What is document chunking and why do I need it?
[+]
Document chunking splits large documents into smaller, semantically meaningful pieces for AI processing. LLMs have context window limits (8K-128K tokens), so a 500-page PDF needs to be chunked before it can be searched, embedded, or analyzed. Poor chunking = lost context = bad AI responses. Our smart chunking ensures each chunk is a complete, coherent unit of meaning.
What makes your chunking algorithm better?
[+]
Our algorithm uses multiple techniques for superior results:
Smart Sentence Boundaries: We detect sentence endings accurately, handling abbreviations (Dr., U.S., Inc., etc.), initials (J.K. Rowling), and decimal numbers (3.14).
Topic Shift Detection: We analyze keyword density to detect when content shifts to a new topic, creating natural break points.
Never Breaks Mid-Sentence: Unlike character-based splitters, we always end chunks at complete sentences.
Sentence Overlap: Each chunk includes the last sentence of the previous chunk for context continuity.
How does payment work?
[+]
We accept USDC on Solana with two payment methods:
1. Manual (Web UI): Connect your Phantom wallet on this page, select a paid tier, and approve the USDC transfer. The transaction signature is automatically sent with your file.

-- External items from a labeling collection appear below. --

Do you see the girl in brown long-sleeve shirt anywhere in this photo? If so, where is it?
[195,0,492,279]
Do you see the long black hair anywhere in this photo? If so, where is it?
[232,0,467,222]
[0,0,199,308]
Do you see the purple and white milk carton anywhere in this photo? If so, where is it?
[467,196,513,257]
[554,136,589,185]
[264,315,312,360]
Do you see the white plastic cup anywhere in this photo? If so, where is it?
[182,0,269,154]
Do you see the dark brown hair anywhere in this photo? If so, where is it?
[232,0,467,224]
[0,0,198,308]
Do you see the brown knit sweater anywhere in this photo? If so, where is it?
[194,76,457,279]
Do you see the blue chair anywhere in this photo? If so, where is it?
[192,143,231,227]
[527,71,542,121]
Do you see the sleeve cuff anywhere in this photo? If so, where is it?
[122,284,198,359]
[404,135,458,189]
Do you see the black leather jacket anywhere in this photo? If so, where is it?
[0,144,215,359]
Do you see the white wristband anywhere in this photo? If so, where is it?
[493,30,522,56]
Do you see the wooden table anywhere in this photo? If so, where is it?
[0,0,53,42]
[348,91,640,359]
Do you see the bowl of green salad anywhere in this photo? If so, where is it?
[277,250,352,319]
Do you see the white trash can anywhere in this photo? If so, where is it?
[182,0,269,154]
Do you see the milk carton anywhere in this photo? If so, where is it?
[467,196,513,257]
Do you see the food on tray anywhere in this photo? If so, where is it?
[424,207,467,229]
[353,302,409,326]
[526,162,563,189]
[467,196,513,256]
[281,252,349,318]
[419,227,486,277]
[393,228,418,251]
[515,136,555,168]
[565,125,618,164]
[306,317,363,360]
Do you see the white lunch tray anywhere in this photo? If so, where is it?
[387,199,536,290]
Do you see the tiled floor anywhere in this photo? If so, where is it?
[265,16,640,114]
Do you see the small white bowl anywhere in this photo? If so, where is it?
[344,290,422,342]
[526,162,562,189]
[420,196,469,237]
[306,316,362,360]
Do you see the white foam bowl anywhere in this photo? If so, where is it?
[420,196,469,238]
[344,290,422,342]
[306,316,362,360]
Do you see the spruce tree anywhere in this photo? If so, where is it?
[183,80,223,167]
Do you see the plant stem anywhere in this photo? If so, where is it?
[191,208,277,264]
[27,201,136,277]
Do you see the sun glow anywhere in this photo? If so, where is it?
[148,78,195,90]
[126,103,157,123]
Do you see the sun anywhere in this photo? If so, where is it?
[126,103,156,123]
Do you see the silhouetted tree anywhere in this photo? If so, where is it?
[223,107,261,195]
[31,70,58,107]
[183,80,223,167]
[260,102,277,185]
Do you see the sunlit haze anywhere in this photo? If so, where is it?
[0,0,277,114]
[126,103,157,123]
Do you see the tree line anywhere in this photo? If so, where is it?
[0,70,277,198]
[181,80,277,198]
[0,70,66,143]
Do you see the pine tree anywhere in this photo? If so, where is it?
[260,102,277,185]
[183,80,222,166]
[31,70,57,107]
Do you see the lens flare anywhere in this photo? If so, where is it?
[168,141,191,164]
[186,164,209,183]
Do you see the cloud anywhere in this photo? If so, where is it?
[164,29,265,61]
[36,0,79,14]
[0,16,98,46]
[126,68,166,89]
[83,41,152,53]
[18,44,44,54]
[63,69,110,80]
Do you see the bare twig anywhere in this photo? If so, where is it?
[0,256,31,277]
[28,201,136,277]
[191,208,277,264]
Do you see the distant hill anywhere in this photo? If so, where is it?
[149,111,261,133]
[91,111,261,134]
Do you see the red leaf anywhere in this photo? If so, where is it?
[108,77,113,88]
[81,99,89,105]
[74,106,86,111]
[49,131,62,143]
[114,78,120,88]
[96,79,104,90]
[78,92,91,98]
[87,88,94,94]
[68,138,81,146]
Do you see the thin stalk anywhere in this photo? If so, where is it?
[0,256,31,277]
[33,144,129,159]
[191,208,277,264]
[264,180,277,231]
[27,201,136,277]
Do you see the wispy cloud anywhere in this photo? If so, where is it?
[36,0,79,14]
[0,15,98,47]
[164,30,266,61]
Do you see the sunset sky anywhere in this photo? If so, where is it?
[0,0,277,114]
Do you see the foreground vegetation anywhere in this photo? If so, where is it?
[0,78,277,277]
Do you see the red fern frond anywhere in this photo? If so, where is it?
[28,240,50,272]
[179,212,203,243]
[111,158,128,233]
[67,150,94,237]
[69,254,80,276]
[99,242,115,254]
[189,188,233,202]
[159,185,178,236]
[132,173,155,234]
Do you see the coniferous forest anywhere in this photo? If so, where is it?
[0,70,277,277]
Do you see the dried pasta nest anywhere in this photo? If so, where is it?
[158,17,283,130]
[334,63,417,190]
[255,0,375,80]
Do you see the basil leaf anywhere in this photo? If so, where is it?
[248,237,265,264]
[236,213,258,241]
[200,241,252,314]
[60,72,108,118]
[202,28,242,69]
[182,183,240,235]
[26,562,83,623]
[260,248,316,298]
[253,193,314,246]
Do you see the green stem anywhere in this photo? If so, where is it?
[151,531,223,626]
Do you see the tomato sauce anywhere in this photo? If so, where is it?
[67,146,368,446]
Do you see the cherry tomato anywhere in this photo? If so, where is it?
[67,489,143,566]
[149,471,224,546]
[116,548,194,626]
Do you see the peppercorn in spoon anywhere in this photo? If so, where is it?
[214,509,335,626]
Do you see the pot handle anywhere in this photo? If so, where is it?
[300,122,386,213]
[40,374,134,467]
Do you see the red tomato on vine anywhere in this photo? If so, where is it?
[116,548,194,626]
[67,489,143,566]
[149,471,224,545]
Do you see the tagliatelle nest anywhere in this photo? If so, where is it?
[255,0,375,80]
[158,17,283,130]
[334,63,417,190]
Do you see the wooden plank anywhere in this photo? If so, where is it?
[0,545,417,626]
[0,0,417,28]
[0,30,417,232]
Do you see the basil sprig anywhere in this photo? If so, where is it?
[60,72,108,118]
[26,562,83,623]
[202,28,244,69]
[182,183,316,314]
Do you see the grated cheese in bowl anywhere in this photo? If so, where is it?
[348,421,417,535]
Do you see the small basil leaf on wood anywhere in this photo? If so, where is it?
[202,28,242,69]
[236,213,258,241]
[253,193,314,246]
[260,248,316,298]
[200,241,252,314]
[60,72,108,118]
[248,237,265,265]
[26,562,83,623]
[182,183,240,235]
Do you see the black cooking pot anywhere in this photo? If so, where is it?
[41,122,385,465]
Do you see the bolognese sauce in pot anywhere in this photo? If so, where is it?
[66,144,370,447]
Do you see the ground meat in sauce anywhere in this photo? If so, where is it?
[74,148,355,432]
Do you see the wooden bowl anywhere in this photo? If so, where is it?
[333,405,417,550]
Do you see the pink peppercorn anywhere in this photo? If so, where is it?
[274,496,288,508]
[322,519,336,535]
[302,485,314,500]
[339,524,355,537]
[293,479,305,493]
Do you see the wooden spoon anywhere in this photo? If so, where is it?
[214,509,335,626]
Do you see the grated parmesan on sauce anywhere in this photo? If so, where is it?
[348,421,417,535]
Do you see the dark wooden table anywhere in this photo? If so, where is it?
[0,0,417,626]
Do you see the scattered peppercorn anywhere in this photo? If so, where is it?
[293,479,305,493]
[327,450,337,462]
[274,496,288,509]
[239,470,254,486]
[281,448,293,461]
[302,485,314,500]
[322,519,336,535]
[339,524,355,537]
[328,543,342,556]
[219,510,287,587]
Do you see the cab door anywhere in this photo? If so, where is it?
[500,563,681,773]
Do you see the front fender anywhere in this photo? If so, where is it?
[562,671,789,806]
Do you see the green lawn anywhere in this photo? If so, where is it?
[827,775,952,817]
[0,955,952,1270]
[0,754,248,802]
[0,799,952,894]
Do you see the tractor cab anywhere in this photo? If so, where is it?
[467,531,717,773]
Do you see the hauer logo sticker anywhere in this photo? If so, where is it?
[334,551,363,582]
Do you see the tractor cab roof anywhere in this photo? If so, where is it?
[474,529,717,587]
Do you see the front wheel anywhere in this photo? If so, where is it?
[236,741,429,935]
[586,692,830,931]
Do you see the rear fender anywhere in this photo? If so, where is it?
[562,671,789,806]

2. Programmatic (x402 API): For AI agents and developers - call /estimate to get pricing, execute a USDC transfer on Solana, then include the TX signature in the X-PAYMENT header when calling the chunking endpoint.
Payment is per-page based on document size (~500 chars = 1 page). Demo tier is free (100 pages/day limit).

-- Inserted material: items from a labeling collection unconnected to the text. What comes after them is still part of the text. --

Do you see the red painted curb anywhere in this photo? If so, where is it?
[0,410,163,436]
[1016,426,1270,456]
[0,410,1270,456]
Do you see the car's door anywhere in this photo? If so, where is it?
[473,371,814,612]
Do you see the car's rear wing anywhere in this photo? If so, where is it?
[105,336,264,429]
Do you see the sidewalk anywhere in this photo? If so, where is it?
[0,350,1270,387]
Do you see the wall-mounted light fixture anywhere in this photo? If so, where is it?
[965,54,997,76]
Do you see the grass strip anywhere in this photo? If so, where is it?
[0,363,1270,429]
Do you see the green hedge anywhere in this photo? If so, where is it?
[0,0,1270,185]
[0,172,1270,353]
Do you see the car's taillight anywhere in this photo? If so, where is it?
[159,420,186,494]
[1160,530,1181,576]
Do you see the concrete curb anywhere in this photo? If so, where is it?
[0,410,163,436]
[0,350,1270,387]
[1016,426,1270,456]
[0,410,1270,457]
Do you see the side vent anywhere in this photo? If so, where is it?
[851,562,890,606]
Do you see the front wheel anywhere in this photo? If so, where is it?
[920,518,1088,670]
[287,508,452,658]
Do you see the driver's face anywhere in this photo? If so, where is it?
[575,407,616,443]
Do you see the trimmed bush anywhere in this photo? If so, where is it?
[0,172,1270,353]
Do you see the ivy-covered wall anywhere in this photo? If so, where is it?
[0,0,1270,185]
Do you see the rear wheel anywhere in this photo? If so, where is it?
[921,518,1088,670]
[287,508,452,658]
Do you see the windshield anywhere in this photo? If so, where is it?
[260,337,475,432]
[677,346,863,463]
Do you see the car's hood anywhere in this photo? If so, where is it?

What's the difference between the tiers?
[+]
Demo (Free): Basic recursive character splitting with paragraph detection. Good for testing and simple documents. Quality: 6/10.
Standard ($0.001/page): Smart sentence boundary detection, topic shift analysis, abbreviation handling (Dr., U.S., Inc., etc.), and sentence-level overlap. Never breaks mid-sentence. Best value for most RAG use cases. Quality: 8.5/10.
Professional ($0.008/page): All Standard features plus document context injection, entity extraction and classification, cross-reference detection. When a chunk mentions "He," we prepend who "He" refers to. Best for legal, medical, and complex documents. Quality: 9.5/10.
What file formats are supported?
[+]
We support: PDF, DOCX, TXT, RTF, HTML, and Markdown.
PDF: Text-based PDFs (not scanned images). We use PyMuPDF for accurate extraction.
DOCX: Full extraction including headers, footers, text boxes, and structured content.
TXT/RTF/HTML/MD: Direct text processing with format-specific parsing.
Pages are calculated at ~500 characters per page.
Can AI agents use this API autonomously?
[+]
Yes! That's exactly what we're built for. The workflow is:
1. Call POST /estimate with the file to get page count and pricing
2. Execute a USDC transfer on Solana to our payment address
3. Call the chunking endpoint with the TX signature in X-PAYMENT header
Fully autonomous, no human intervention needed. Demo tier requires no payment for testing.
What are the chunk size parameters?
[+]
Our chunking is optimized for RAG (Retrieval Augmented Generation):
Target Size: ~1200 characters (ideal for embedding models)
Minimum Size: 400 characters (avoids tiny fragments)
Maximum Size: 2000 characters (prevents oversized chunks)
Overlap: 1 sentence (maintains context between chunks)
These parameters are tuned for optimal performance with OpenAI, Cohere, and other embedding APIs.
Is my data stored or logged?
[+]
No. Documents are processed in memory and immediately discarded. We don't store your files, chunks, or content. Only basic request logs (IP, timestamp, file size) are kept for rate limiting and abuse prevention. Your documents never touch disk storage.